Thursday, August 14, 2008

Major Importer of Australian Wines Trimming its Portfolio?

Just a week or two before we left for vacation in July I was offered deep discounts on wines from several Australian producers including J P Belle Terroir, Kay Bros, and Rusden. The reason given for the deep discounts was that the distributor was dropping these wines. I bought a few 6-packs and thought nothing more about it. Then today a thread on eRobert Parker’s Bulletin Board has become embroiled in a discussion about how many producers Dan Philips’ Grateful Palate, a significant importer of Australian wines, is dropping from its portfolio. Guess who imports J P Belle Terroir, Kay Bros, and Rusden?

The discussion on eBob suggests that some 18 brands would be dropped from the Grateful Palate (GP) portfolio. At present its anyone’s guess as to which brands are being cut but the non-GP brands being kept likely include Kalleske, Kays, Tscharke, Noon, Greenock Creek, and Majella. There may be others as well as the Grateful Palate portfolio of Australian producers imported by Dan Philips is long and includes many small wineries that make some outstanding wines. A sampling includes Burge Family, Glaymond, Tim Smith, Scarpantoni Estate, Shirvington, Samuel's Gorge, The Willows, Tim Smith Wines, as well those mentioned above.

The reason for this possible slashing of products is not clear, but both Michael Opdahl (Joshua Tree Imports) and John Gorman (Southern Starz) have contributed lengthy posts on the current difficulties being experienced by those trying to sell Australian wine into the US market; “Australia is one seriously screwed up wine category right now and desperately in need of a major make over.” John Gorman.

I certainly agree with some of the major concerns including the influence of the dramatic increase in the value of the Australian dollar against the greenback over the last 4-5 years and the confusion produced by the sameness of many Australian wines especially those in the $25-50USD price range. Another important concern, reflected somewhat in the sameness of many wines, is the limited exposure of the US market to the diversity of Australian wine. There many be millions of cases of Australian wine brought into the US each year but much of it comes either from the amorphous wine region called South Eastern Australia and/or reflects the lack of knowledge about Australian wine by the American wine consumer. Educating and refining the wine palates of a population as large as the US is a daunting task. For example, here is simple question. How many wine regions (called geographical indicators, GI) are there in Australia? Ten, twenty, thirty? Try 64! Next question – How many can you name?

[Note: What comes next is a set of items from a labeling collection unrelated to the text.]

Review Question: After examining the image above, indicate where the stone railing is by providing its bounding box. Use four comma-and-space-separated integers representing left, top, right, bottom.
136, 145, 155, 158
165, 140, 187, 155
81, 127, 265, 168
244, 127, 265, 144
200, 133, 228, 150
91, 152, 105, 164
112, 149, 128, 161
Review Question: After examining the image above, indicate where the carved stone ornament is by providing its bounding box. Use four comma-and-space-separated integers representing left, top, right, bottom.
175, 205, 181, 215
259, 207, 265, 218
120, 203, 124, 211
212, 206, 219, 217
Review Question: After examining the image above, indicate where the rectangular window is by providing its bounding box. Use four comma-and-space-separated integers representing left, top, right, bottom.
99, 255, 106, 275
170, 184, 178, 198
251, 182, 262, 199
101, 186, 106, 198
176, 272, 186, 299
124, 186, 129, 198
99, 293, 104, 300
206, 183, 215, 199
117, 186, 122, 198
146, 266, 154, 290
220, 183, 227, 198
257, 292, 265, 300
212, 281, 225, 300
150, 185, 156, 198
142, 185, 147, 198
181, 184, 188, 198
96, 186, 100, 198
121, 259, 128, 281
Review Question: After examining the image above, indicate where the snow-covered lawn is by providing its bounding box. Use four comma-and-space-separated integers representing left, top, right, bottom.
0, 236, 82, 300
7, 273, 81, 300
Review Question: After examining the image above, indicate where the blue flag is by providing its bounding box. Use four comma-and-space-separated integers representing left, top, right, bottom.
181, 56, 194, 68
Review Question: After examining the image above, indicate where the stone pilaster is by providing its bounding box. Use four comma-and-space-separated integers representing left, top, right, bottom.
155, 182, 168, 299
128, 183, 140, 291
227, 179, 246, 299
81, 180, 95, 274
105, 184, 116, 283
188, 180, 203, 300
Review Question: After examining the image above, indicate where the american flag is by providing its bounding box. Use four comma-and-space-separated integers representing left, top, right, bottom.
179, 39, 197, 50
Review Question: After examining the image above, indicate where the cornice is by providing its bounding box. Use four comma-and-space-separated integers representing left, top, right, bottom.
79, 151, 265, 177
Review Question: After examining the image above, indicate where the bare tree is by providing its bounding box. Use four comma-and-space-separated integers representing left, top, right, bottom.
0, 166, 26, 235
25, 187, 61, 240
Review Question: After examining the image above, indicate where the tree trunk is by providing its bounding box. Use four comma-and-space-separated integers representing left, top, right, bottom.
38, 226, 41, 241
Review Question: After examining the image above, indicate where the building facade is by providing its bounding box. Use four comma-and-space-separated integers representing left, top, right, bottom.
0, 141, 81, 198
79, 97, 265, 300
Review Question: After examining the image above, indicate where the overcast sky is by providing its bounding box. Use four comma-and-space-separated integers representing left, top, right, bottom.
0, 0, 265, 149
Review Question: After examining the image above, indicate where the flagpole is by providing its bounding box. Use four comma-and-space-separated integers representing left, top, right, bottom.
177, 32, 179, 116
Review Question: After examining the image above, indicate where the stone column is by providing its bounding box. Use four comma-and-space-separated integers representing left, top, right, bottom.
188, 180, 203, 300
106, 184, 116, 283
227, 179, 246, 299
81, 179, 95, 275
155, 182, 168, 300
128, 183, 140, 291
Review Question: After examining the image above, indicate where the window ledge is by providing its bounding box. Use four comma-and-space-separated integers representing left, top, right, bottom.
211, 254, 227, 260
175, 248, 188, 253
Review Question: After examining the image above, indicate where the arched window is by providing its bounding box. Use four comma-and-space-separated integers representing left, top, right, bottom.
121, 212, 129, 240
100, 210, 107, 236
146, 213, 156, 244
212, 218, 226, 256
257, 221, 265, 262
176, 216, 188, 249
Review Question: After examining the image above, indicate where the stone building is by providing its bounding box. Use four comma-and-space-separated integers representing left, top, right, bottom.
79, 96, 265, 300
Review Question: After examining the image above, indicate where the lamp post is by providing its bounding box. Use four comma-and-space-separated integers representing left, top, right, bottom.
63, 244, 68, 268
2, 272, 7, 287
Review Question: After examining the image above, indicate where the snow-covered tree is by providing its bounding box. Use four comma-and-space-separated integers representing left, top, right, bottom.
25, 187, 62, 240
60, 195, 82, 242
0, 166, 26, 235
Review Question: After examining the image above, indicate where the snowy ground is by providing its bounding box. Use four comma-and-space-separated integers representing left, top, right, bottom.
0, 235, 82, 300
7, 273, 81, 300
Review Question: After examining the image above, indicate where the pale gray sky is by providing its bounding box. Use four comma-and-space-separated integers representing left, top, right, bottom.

Wine Australia has made some attempt to expand knowledge of the diversity of Australian wine with their Regional Heroes program but the audience that has some knowledge of how this works is abysmally small. More importantly even if consumers can describe the most important varietal or style from a region and its recognizable characteristics they may still be unconvinced as to why they should pay $50 for a Barossa Shiraz when they can get a Shiraz for $10 from South Eastern Australia. What is needed are clear definitions of why some wines are superior to others. A good example of how this can be achieved is the definition of wine styles for Rutherglen Muscat. If you appreciate this type of wine (as I do) then just a little reading makes very clear to you what defines a Rutherglen Muscat versus a Rare Rutherglen Muscat. A similar type of definition (and code of practice) could be applied to other wine styles. For example the spectrum of Barossa Shiraz could include generic Shiraz that comes from multiple vineyards versus that from single vineyard sites. The age of the vines could also be used to further refine the style. Selection of parcels of grapes or certain barrels could be used to highlight wines that are a wineries’ best exemplar of the region.

A good example of how selection of vineyards and barrels can be used to identify wines of increasing superiority is that used by Wayne Dutschke of Dutschke Wines. The St. Jakobi Shiraz is a single vineyard wine, the "Oscar Semmler" is a blend of the best structured and most mouth filling parcels of Shiraz from the St Jakobi vineyard and represents "the best of the vintage”, while the “Single Barrel Shiraz” is the best barrel from the harvest of the St Jakobi vineyard. That is an easy system to understand both in terms of what each wine represents and why each is priced differently. And no where near as confusing as the R wines of the Grateful Palate.